Ilmu Itu Hamba Jiwa: Ketika Sains Harus Belajar Berlutut
Oleh: dr. Maximus Mujur, Sp.OG
Di zaman ini, segalanya ingin dibuktikan. Dihitung. Dikalkulasi. Semua ditakar dengan meteran akal dan ditimbang dengan neraca laboratorium. Lalu… ketika kita bertanya tentang jiwa, orang tertawa. “Apa buktinya? Di mana tempatnya? Mana datanya?”
Dan di situlah dunia kita mulai kehilangan cahaya.
Karena ketika jiwa ditertawakan, sebenarnya kita sedang tertawa pada diri kita sendiri.
Ilmu yang Tumbuh Tapi Tersesat
Ilmu pengetahuan hari ini seperti anak muda cerdas yang berhasil memanjat puncak gunung tertinggi… lalu mendapati bahwa ia mendaki gunung yang salah. Ia tahu banyak, tapi tidak lagi tahu siapa dirinya.

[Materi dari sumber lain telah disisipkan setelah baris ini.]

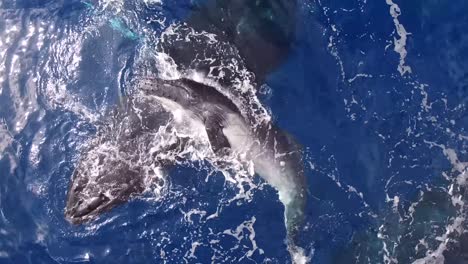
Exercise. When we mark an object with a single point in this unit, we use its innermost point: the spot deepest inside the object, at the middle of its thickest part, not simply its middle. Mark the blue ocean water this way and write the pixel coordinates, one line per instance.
(375, 92)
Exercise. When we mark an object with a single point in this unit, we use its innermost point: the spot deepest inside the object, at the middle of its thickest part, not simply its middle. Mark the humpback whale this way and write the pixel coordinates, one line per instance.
(275, 155)
(255, 33)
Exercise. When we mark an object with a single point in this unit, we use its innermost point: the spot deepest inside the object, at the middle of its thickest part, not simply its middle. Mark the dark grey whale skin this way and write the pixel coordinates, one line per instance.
(261, 32)
(118, 182)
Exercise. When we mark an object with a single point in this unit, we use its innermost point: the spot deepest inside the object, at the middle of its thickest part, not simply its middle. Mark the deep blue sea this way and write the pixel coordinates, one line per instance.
(375, 92)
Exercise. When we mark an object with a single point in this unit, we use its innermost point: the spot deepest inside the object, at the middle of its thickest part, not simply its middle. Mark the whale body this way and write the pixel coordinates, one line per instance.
(275, 155)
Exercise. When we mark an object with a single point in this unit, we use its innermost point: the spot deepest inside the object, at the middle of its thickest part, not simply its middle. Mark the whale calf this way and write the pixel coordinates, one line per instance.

Ia bisa menciptakan bayi dari tabung, tapi lupa bagaimana cara menyambut jiwa dengan cinta. Ia bisa menjelaskan hormon cinta, tapi gagap menjelaskan mengapa doa ibu mampu meredakan kegelisahan janin dalam kandungan.
Inilah zaman pikiran menjadi raja, dan jiwa dibuang ke pengasingan.
Kita Lupa: Ilmu Bukan Tuhan
Pernah, dalam sejarah teologi, para filsuf tahu diri: mereka menyebut filsafat sebagai ansila theologiae—hamba dari teologi. Ia bukan pengganti Tuhan, ia hanya pelayan yang membantu menjelaskan misteri kehadiran-Nya dengan logika yang terbatas.
Kini, waktunya kita ingatkan kembali: ilmu pengetahuan adalah ansila dari jiwa. Ilmu bukan Tuhan. Ia tidak menciptakan cinta. Ia tidak tahu rasanya dikhianati, atau indahnya dimaafkan. Ia hanya tahu bagaimana, tapi tak tahu mengapa. Ia tahu urutan proses, tapi tidak mengerti makna peristiwa.
Jiwa: Majikan yang Terlupakan
Coba perhatikan ibu hamil yang menangis di tengah malam. Ia tahu tubuhnya mual bukan hanya karena hormon. Ia tahu ada yang sedang berkomunikasi di dalam rahimnya. Bukan dengan kata, tapi dengan getaran. Dengan rasa. Dengan jiwa.
Ilmu bisa menuliskan kata “oksitosin” dan “kortisol” di papan tulis. Tapi hanya jiwa yang bisa memahami bahwa bayi dalam kandungan menolak energi benci ibunya. Bahwa mual adalah suara jiwa yang sedang meminta ruang.
Ilmu adalah alat. Tapi jiwa adalah pemilik rumah.
Menjadi Ansila: Bukan Rendah, Tapi Mulia
Dalam budaya yang suka hirarki, kata “hamba” terdengar hina. Tapi sesungguhnya, menjadi pelayan kebenaran adalah posisi termulia. Filsafat menjadi agung karena ia melayani iman. Maka ilmu pun akan menjadi luhur, jika ia tahu siapa yang harus ia layani: jiwa manusia.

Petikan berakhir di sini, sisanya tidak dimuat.